Hofbesitzer Karl-Heinz Schulte Mesum und sein Sohn Lars, Architekt mit eigenem Büro in der Anlage, erläuterten das Gesamtkonzept. Dazu gehört nicht allein die Umstrukturierung alter Bausubstanz, sondern auch eine beeindruckende und zugleich harmonische Einbindung in die umgebende Bebauung, die mit ihrer Ruhe und Schlichtheit die Schönheit des ehrwürdigen Denkmals fein betont.

Bei einem Abstecher zum neuen Friedhof stellten die Kirchenvorstandsmitglieder Hubert Overesch und Klaus Höfker die neue Friedhofsanlage vor. Hier zeigten sich Thomas Kubendorff und Georg Beckmann sichtlich beeindruckt vom hohen Maß an Initiative und Eigenleistungen der Mesumer beim Bau der neuen Friedhofskapelle, wozu sie rund 400 000 Euro durch Eigenleistungen und Spenden aufbrachten. Auf Anerkennung und Lob stießen dabei die gelungene Architektur und Gesamtgestaltung.

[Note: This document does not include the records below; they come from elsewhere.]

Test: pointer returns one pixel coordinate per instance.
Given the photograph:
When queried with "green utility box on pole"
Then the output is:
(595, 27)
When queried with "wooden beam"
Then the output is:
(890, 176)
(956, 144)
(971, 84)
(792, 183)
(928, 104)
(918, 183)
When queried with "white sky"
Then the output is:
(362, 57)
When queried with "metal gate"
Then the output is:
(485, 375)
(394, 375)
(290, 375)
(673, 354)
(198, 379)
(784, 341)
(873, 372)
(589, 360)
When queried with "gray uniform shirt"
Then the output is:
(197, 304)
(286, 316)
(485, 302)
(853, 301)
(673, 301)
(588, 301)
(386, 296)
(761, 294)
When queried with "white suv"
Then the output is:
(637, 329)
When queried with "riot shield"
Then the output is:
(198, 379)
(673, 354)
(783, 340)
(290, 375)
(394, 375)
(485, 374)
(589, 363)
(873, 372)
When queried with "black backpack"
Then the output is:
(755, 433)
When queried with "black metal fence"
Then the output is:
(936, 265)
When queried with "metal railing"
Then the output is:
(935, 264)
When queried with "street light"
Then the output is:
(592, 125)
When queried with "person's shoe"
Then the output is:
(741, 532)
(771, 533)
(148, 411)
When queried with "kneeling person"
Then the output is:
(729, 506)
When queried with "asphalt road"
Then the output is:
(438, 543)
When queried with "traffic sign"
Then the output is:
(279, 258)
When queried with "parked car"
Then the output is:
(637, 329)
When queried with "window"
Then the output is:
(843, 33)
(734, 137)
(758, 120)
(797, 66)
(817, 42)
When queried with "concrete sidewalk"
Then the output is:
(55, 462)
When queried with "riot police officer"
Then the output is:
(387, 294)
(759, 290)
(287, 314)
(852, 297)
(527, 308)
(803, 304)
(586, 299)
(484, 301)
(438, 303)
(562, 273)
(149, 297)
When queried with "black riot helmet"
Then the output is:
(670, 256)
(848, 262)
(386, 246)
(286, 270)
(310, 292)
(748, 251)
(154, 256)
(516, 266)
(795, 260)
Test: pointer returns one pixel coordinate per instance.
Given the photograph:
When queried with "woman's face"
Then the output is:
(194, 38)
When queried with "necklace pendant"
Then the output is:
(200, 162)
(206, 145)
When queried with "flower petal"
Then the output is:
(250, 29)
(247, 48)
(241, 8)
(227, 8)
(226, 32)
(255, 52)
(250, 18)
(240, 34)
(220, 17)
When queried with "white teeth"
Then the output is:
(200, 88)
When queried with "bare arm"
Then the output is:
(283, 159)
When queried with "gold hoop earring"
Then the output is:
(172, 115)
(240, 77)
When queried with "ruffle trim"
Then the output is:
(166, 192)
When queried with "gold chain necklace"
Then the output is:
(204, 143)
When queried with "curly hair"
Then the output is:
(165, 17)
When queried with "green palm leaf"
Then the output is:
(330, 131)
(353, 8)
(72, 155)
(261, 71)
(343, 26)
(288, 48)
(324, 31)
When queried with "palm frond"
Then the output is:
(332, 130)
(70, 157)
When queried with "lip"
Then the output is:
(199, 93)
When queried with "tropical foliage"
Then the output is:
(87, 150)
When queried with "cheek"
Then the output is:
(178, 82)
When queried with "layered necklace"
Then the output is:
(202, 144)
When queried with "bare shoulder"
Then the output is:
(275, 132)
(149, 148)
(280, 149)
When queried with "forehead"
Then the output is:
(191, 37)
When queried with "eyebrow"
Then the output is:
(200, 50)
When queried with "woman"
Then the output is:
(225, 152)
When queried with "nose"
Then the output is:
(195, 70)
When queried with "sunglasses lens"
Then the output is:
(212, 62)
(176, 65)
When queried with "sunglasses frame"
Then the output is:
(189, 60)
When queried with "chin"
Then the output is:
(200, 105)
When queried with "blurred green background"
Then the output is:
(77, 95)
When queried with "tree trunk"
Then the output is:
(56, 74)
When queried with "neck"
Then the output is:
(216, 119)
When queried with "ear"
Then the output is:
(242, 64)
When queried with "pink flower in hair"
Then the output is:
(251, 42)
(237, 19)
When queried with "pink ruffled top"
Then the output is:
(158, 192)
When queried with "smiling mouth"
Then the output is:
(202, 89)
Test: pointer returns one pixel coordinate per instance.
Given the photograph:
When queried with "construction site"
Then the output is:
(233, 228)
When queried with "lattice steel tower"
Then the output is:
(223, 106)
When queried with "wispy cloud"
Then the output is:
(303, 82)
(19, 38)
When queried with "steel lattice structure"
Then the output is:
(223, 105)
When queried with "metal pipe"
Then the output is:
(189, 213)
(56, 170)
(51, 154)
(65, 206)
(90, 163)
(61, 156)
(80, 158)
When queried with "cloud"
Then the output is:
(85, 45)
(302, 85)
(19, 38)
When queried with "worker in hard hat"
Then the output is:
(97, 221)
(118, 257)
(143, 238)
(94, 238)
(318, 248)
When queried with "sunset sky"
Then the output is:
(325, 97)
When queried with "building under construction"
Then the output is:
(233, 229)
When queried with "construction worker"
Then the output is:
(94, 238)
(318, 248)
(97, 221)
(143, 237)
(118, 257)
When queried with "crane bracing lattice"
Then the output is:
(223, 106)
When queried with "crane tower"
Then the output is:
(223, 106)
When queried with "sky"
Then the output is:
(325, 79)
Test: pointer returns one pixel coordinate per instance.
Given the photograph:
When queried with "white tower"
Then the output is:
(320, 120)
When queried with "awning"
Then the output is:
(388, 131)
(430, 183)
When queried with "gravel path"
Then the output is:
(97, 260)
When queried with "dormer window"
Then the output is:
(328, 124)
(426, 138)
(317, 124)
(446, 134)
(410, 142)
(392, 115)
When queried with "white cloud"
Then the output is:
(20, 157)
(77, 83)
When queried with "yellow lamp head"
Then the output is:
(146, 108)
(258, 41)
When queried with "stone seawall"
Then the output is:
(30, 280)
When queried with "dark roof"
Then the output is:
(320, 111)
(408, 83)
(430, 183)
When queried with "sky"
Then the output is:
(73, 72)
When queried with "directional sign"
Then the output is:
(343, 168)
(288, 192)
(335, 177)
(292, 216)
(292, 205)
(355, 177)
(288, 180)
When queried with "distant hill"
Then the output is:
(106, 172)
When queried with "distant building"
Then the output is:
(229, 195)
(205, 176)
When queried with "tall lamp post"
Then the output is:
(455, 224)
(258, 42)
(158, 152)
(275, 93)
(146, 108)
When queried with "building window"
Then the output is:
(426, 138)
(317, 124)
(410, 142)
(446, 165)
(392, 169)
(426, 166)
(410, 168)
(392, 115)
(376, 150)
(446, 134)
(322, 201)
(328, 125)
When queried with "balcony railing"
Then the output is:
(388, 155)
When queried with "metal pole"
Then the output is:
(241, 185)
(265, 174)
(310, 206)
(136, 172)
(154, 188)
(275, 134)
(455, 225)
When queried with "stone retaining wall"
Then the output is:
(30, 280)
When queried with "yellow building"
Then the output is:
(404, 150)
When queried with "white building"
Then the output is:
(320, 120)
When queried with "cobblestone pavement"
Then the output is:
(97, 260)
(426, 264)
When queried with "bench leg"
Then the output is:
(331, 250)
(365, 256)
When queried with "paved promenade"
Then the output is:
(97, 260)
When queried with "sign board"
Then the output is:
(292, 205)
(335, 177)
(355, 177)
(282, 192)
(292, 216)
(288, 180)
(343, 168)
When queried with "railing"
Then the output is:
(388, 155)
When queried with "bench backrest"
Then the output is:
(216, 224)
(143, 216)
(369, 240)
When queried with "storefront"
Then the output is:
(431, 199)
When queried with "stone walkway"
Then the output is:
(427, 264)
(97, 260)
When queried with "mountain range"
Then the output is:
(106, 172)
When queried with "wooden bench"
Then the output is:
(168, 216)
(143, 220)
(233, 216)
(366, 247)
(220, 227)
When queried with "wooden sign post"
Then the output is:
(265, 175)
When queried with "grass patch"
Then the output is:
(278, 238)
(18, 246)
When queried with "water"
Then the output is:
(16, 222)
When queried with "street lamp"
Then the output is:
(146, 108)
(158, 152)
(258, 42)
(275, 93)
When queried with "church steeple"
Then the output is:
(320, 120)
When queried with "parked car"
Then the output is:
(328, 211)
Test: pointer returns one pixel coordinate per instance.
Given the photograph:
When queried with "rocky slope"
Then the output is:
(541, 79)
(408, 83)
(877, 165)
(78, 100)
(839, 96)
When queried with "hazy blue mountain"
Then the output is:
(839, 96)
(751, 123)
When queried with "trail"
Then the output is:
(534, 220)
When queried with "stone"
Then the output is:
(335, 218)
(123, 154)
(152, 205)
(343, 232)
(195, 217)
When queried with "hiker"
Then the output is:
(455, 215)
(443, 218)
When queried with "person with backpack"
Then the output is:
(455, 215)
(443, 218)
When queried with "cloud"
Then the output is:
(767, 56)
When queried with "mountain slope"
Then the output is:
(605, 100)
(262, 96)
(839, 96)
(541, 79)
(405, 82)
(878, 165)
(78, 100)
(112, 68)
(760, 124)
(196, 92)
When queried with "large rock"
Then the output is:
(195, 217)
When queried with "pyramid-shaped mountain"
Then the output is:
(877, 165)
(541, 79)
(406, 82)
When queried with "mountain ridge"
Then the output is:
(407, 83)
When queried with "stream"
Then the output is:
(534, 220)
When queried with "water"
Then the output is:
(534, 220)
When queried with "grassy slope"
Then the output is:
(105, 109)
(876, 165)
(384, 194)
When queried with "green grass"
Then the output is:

Wie sehr die Wirtschaftskrise ein mittelständisches Unternehmen treffen kann, erlebten die Besucher bei der Storm GmbH an der Neuen Stiege. Das Familienunternehmen, das im Maschinenbau auf dem Zulieferersektor bis zu 100 Mitarbeiter beschäftigt, erlebte in jüngster Zeit starke Auftragseinbrüche, informierte Geschäftsführer Peter Storm bei einem Rundgang durch die großen, neuen Hallen. Die Bestellungen gingen teilweise dramatisch um 40 bis 50 Prozent zurück. Bittere Konsequenzen ließen sich darum nicht vermeiden: Rückgang vom Drei-Schicht-Betrieb auf eine eingeschränkte Ein-Schicht-Produktion, Reduzierung der Belegschaft, Entlassungen in größerem Umfang bei Leiharbeitern und auch bei Festangestellten. Die neue Kurzarbeiterregelung erlaube es aber, viele der guten Facharbeiter weiter zu beschäftigen. Wenngleich Besserung gegenwärtig nicht in Sicht sei, hoffe man aufgrund einer soliden Eigenkapitalstruktur, erarbeitet in erfolgreichen Jahren, gut aufgestellt die Krise meistern zu können.

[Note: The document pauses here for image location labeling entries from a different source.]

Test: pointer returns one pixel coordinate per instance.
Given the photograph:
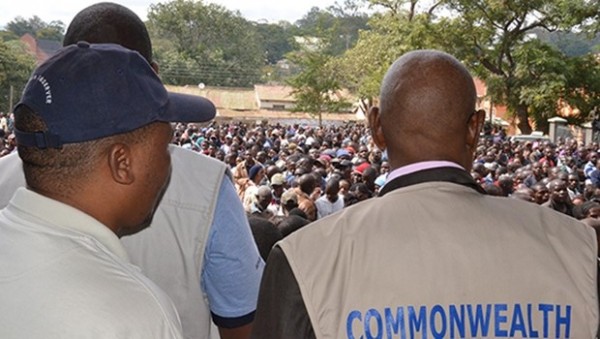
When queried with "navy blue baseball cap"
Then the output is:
(92, 91)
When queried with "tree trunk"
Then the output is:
(523, 125)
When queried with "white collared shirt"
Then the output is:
(63, 274)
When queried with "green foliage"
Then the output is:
(225, 47)
(316, 87)
(393, 32)
(16, 66)
(494, 38)
(571, 43)
(37, 27)
(337, 27)
(276, 39)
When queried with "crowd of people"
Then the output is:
(118, 222)
(314, 171)
(343, 162)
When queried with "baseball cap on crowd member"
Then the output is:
(289, 196)
(342, 153)
(277, 179)
(92, 91)
(361, 168)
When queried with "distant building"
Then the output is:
(275, 98)
(41, 49)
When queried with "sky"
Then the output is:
(64, 10)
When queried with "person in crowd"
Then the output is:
(89, 181)
(345, 277)
(241, 174)
(265, 234)
(259, 207)
(587, 210)
(306, 186)
(590, 166)
(217, 281)
(540, 193)
(331, 201)
(573, 186)
(250, 188)
(559, 197)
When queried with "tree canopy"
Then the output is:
(37, 27)
(224, 47)
(16, 66)
(495, 39)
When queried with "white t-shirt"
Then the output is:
(326, 207)
(63, 274)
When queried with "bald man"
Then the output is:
(432, 255)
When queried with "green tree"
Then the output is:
(495, 39)
(316, 87)
(37, 28)
(396, 28)
(276, 39)
(224, 46)
(16, 66)
(336, 25)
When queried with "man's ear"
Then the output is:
(155, 67)
(375, 125)
(120, 164)
(474, 126)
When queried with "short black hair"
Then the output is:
(107, 22)
(265, 234)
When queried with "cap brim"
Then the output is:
(189, 108)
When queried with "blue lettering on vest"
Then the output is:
(354, 315)
(533, 333)
(478, 320)
(518, 323)
(509, 320)
(373, 314)
(395, 325)
(438, 310)
(564, 321)
(417, 323)
(457, 321)
(500, 318)
(545, 308)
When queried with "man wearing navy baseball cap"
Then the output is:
(93, 133)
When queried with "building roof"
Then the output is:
(274, 93)
(240, 99)
(42, 49)
(481, 87)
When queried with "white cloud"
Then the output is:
(64, 10)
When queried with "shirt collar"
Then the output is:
(419, 166)
(40, 208)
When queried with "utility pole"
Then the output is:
(10, 99)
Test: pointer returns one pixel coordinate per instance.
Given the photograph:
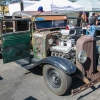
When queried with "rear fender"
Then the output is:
(61, 63)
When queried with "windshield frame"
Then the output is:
(51, 27)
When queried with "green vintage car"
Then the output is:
(43, 39)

Wege daraus versuchten im abendlichen Gespräch Landrat Thomas Kubendorff und Georg Beckmann aufzuzeigen. Sie nannten dazu als Stichworte die Millionen aus den Konjukturpaketen des Bundes, ergänzt durch Summen aus den Haushalten von Kreis und Kommunen. Im Kreis stellte Landrat Kubendorff stark unterschiedliche Auswirkungen der Krise fest: Während es bei Unternehmen wie apetito und Coppenrath&Wiese gut laufe, träfe es Maschinenbauern sehr hart. Kurz ging er dabei auf die große Bedeutung des Flughafens FMO für die heimische Wirtschaft ein. Eine wichtige Rolle bei einer dauerhaften und zukunftsweisenden Krisenbewältigung käme auch den umfassenden Bildungsangeboten und dem Tourismus im Kreis zu.

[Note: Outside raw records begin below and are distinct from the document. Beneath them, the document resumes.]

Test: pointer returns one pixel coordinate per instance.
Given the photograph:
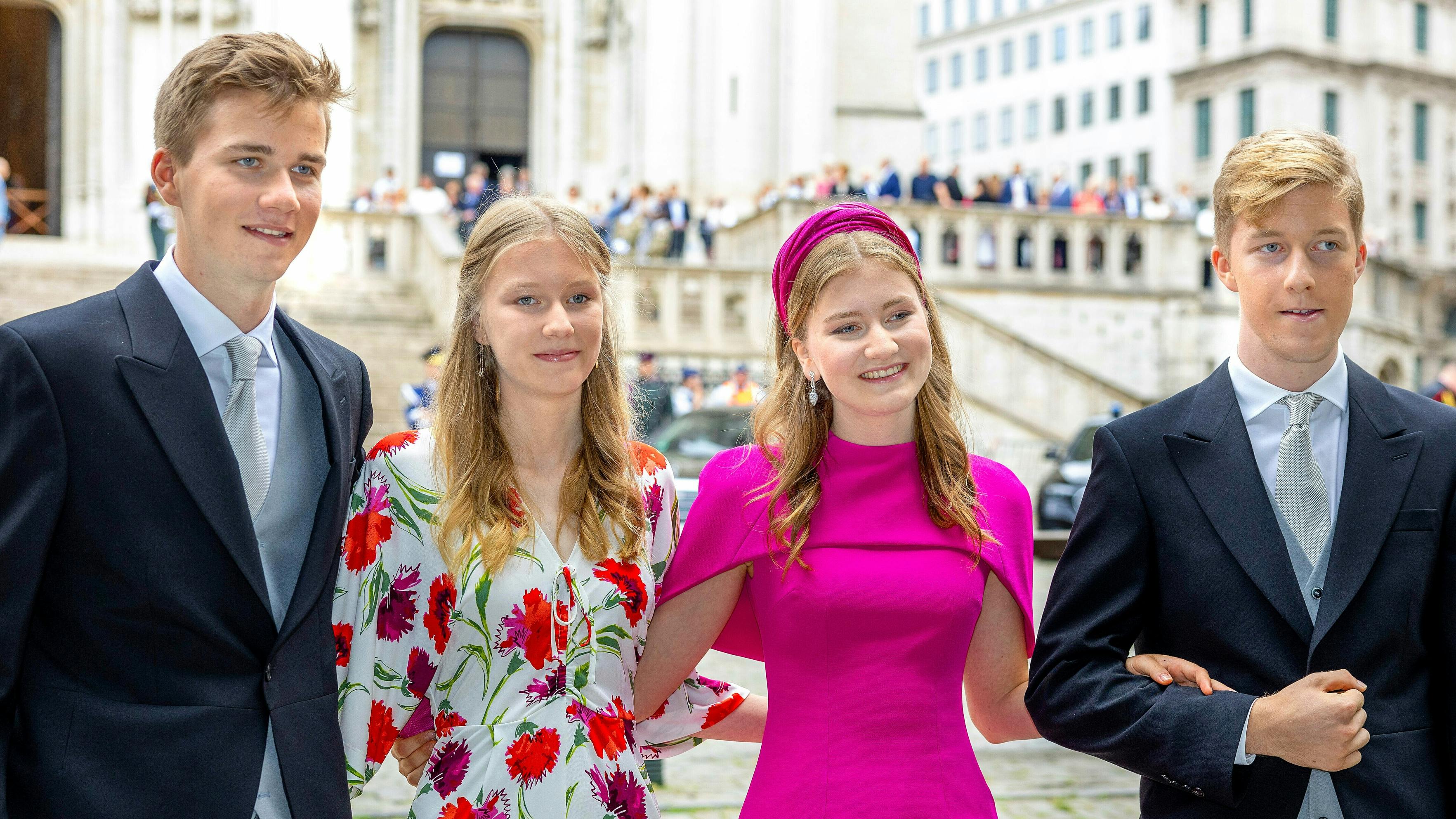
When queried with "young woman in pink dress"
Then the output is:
(857, 550)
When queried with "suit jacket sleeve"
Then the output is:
(1081, 694)
(33, 483)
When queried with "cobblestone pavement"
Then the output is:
(1031, 780)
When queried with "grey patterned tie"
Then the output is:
(241, 420)
(1299, 486)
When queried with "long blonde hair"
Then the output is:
(481, 505)
(791, 433)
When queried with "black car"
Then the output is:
(1062, 493)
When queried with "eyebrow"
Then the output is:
(852, 314)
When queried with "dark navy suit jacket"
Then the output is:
(139, 659)
(1177, 550)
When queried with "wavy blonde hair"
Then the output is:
(481, 505)
(791, 433)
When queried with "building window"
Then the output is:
(1247, 113)
(1203, 129)
(1420, 132)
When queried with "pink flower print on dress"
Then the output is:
(396, 608)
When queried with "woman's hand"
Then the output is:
(1165, 669)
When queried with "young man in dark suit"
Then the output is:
(1289, 525)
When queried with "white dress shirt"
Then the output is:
(1329, 438)
(209, 328)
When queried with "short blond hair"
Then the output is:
(1264, 168)
(271, 65)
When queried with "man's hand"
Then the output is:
(1314, 723)
(413, 753)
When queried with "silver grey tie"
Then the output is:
(241, 420)
(1299, 486)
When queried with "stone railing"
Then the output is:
(996, 247)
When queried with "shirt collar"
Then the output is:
(1255, 395)
(207, 327)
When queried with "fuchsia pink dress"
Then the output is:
(865, 652)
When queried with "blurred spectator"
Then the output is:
(677, 216)
(1444, 388)
(427, 199)
(420, 399)
(889, 186)
(386, 191)
(688, 395)
(922, 189)
(1062, 193)
(739, 391)
(651, 399)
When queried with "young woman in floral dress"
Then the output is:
(500, 570)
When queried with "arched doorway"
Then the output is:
(31, 117)
(477, 103)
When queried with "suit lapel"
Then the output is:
(1379, 464)
(328, 519)
(1218, 463)
(168, 381)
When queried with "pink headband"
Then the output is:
(842, 218)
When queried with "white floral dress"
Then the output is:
(526, 675)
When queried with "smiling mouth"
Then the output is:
(884, 373)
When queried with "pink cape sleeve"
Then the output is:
(726, 528)
(1007, 518)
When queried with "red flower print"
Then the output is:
(628, 579)
(369, 528)
(533, 755)
(343, 642)
(420, 673)
(721, 710)
(382, 732)
(528, 629)
(646, 460)
(437, 617)
(396, 607)
(619, 792)
(448, 766)
(389, 445)
(448, 722)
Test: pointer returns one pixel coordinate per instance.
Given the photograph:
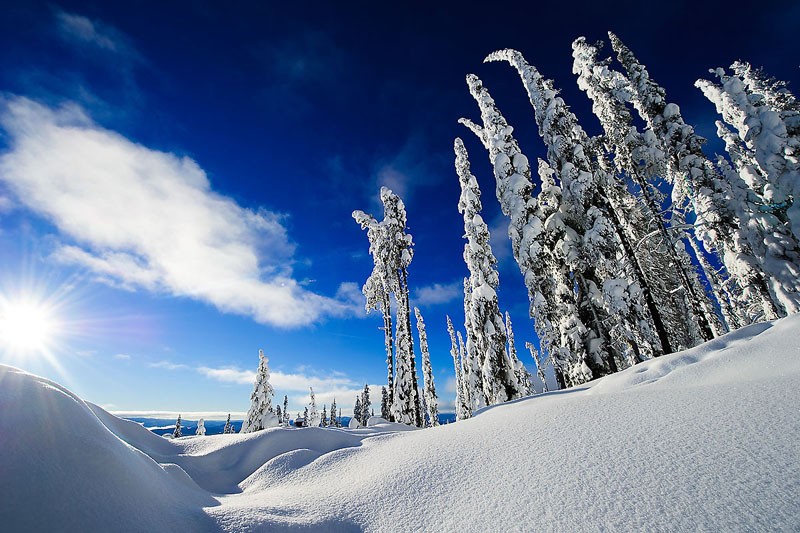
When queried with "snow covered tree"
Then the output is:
(637, 156)
(718, 224)
(540, 364)
(391, 248)
(366, 404)
(522, 374)
(553, 300)
(460, 403)
(385, 411)
(380, 284)
(334, 422)
(498, 380)
(764, 162)
(312, 417)
(429, 387)
(357, 410)
(177, 433)
(260, 415)
(617, 303)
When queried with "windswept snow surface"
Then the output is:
(705, 439)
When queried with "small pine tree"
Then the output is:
(385, 411)
(365, 405)
(357, 410)
(177, 433)
(334, 422)
(261, 413)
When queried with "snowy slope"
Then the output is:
(705, 439)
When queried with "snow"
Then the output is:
(705, 439)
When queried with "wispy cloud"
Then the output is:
(168, 365)
(143, 218)
(80, 29)
(438, 293)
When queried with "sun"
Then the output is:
(26, 327)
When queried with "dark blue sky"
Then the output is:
(302, 111)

Wenngleich der Stadtteil Mesum als Nahversorgungszentrum im Südraum von Rheine insgesamt gut aufgestellt sei, wollte Georg Beckmann keinesfalls Problempunkte verkennen. Leerstände, „die aber keinesfalls Mesum-typisch sind“, dürften nicht darüber hinweg täuschen, dass es „hier mit fast 100 Einzelhandelsgeschäften, Industrieunternehmen, Handwerkern, gastronomischen Betrieben, Praxen und Dienstleistern einen großen Arbeitsplatzstandort gibt: Vom klassischen Ein-Mann-Betrieb bis zur Größe von 200 Beschäftigten ist in Mesum alles vorhanden. Es dürften mehr als 1000 Menschen hier in Lohn und Brot stehen.“

Große Sorgen, teilweise gar Angst, das zeigte sich schnell in der Diskussion, bereitet die kommende Ansiedlung von Lidl. „Wir müssen uns darauf einstellen, dass es demnächst einen weiteren Discounter in Mesum geben wird,“ fasste Ratsherr Josef Niehues den aktuellen Stand der Entwicklung hierzu zusammen. Das Oberverwaltungsgericht habe der Stadt zu einer einvernehmlichen Lösung mit dem Lidl-Unternehmen geraten. Die Klage der Stadt gegen Lidl sei so gut wie abgewiesen. Jetzt gehe es Politik und Verwaltung darum, mit einer Schadensbegrenzung die Auswirkungen zu mildern.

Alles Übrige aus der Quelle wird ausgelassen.